Notes for blackboards and crawlers (4-5)
The fourth mark adds the following two points to the third mark:
1. The webpage response time increases. (Multithreading is required to quickly find the password)
2. strong passwords. 100-bit passwords are randomly displayed by location. You need to capture passwords at different locations on the webpage and then combine them.
Problem solving process:
The first time (failed): I found 13 pages in the password list, so I thought that I only needed to add the value of a non-repeated position in the list to a list. Then convert the list to an int password, that is, the logon password. After multiple attempts and a logon failure, I found that the password on the 13-page cannot exceed 70 characters. At this time, I did not expect the password to be 100 bits...
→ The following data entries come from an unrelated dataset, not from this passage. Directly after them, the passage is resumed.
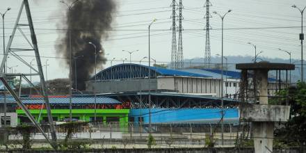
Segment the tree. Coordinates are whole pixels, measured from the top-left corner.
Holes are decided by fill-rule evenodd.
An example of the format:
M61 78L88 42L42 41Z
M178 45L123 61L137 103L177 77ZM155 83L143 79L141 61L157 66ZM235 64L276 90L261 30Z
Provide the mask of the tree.
M282 104L291 106L290 118L284 127L275 131L280 141L287 145L306 144L306 83L298 82L296 87L280 91Z

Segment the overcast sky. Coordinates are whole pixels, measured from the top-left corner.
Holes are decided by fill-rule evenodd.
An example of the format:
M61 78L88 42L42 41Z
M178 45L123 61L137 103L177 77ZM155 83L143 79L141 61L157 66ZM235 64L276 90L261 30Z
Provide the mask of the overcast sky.
M129 54L122 50L139 50L132 54L132 61L139 61L147 56L147 25L156 18L157 22L152 26L151 51L152 58L158 62L170 61L171 54L171 24L172 8L170 0L116 0L117 12L114 15L113 31L110 31L107 40L102 42L108 60L129 58ZM206 10L203 8L206 1L183 1L183 47L184 57L190 59L204 56L205 31L202 30L206 24L203 17ZM12 33L14 23L20 7L21 0L0 0L0 12L3 13L7 7L12 10L6 15L6 45ZM47 59L48 79L67 76L68 69L59 55L56 54L54 45L58 33L65 31L56 30L56 24L62 21L67 8L54 0L40 0L33 2L29 0L34 27L38 37L42 62ZM292 58L300 59L300 46L298 33L300 33L300 13L297 9L291 8L296 4L300 8L306 6L305 0L216 0L211 1L211 13L216 10L223 14L229 9L232 12L225 19L224 54L254 55L254 49L247 42L251 42L257 46L257 51L263 51L261 54L269 58L289 58L284 52L279 51L281 48L292 52ZM25 13L25 12L24 12ZM25 14L25 13L24 13ZM212 14L212 13L211 13ZM306 15L305 15L306 16ZM211 19L211 55L220 54L221 50L221 19L212 15ZM22 16L21 23L26 18ZM306 19L304 19L306 25ZM1 24L2 28L2 24ZM287 27L287 28L284 28ZM258 29L257 29L258 28ZM26 34L29 31L24 30ZM0 35L0 49L2 50L2 32ZM30 38L30 35L28 35ZM304 49L306 49L306 45ZM22 34L17 33L12 47L29 48ZM30 55L29 52L22 55ZM33 55L33 54L32 54ZM48 58L45 58L48 57ZM33 57L24 56L27 61ZM34 63L35 62L33 62ZM114 61L113 65L122 63ZM136 62L135 62L136 63ZM137 62L138 63L139 62ZM18 72L29 73L22 63L13 57L8 61L9 67L18 65L13 69ZM108 61L105 67L110 66ZM45 67L44 67L45 70ZM44 70L45 72L45 70Z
Second (SUCCESS): I saw someone succeeded in the discussion board. So I learned from my experience and saw that the password was 100 characters in length, So I thought about how to pass the test. You just need to change the code for the first time, add the password length to judge, and try to log on when it reaches 100 bits.
Successful (630 seconds )::
Fourth off the code: http://www.cnblogs.com/hxs2660/p/5559611.html
Level 5: Verification Code Recognition
1: username, 2: csrfmiddlewaretoken, 3: password, 4: captcha_0, 5: captcha_1
We all know Items 1 and 2. Password: the instructor did not provide a password prompt. The password can only be set to 0 through 2nd or 3 ~ 30. Captcha_0: indicates a hidden value on the logon page (which can be obtained). The value of the verification code on the server is used. Captcha_1: verification code.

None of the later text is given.